Is the joy from writing, or is the joy from putting a title ‘writer’ above my head? I really am not sure.
Some days get into the flow as I write. But another day, my mind went somewhere else as I sit to write.
I tried learning the craft from great writers — S. King, P. Coelho, N. Gaiman. Everyone seems to possess the same trait: beyond writing, they love to read for the sake of reading.
Me? I show people that I read a lot. But the universe knows very well that I don’t. I don’t read to immerse myself in the writers’ world. I read to survive.
I read books so I can sit comfortably in the upcoming exams — life trials. It fascinates me that there are people giving out the answer-sheets to the public, yet few grab them.
Writers are storytellers.
And I tell the worst of stories. I get nervous every time the spotlight shines on me. And I’m cursed with the consciousness of the microexpressions of people every time I talk. Or is it a blessing? I really don’t know.
Phew glad that worked, my heart speaks every time a punchline hits.

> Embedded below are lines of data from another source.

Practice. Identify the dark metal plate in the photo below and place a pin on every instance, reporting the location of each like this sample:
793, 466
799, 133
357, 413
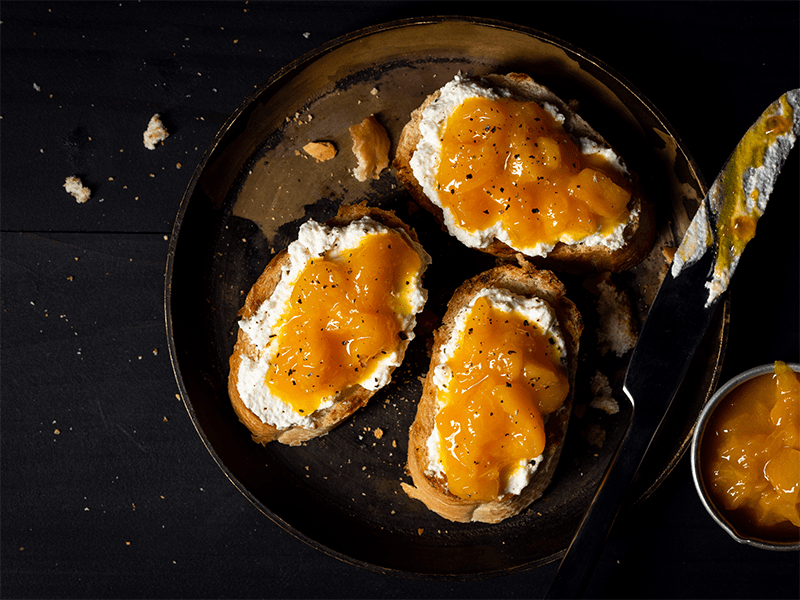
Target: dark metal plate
249, 195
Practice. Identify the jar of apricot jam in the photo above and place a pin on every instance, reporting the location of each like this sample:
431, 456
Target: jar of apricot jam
746, 457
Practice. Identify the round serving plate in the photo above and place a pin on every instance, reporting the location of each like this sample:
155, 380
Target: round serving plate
253, 188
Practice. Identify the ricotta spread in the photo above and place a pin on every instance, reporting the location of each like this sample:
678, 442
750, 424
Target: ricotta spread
534, 310
426, 159
314, 241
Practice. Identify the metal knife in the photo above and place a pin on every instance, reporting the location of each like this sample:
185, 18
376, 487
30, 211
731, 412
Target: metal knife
679, 316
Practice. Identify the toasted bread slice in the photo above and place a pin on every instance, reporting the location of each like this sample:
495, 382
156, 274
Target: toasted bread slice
348, 400
577, 257
432, 489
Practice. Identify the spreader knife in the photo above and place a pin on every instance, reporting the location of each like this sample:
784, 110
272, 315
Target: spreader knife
679, 316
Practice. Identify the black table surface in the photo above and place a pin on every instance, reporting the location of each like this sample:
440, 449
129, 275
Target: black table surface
107, 490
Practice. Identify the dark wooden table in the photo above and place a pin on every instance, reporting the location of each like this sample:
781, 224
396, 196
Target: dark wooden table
107, 490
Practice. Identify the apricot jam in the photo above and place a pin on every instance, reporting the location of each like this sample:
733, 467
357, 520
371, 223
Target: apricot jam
506, 376
750, 455
342, 318
509, 161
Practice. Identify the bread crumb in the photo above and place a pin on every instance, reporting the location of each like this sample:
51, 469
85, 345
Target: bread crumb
155, 132
603, 398
616, 331
321, 151
75, 186
371, 148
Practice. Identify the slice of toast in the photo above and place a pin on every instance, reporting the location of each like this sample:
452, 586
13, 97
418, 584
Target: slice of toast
348, 400
431, 489
576, 258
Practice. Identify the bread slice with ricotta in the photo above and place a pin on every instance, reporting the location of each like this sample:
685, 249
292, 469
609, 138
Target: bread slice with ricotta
262, 298
430, 485
571, 256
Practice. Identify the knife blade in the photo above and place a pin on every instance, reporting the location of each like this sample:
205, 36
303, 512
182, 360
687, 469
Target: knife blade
679, 316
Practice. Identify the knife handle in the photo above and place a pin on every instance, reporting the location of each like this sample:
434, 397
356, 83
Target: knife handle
584, 551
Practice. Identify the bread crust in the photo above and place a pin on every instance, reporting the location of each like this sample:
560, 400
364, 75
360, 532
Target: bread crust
573, 258
351, 399
527, 281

My heart speaks every time I’m by myself in the bathroom or kitchen — Am I really a writer or am I forcing myself to be one? For if I am a writer I would’ve started writing ten years earlier. And I would enjoy reading for its own sake.
Neil Gaiman said something I can’t forget, “[…] I didn’t have anything to say. It’s not because I haven’t lived. But it was because I wasn’t prepared to say anything true about who I was.”
Am I a writer? Maybe. Maybe not. Maybe I will be. When I’m ready to strip off naked. Revealing who I truly am. Or who I truly was.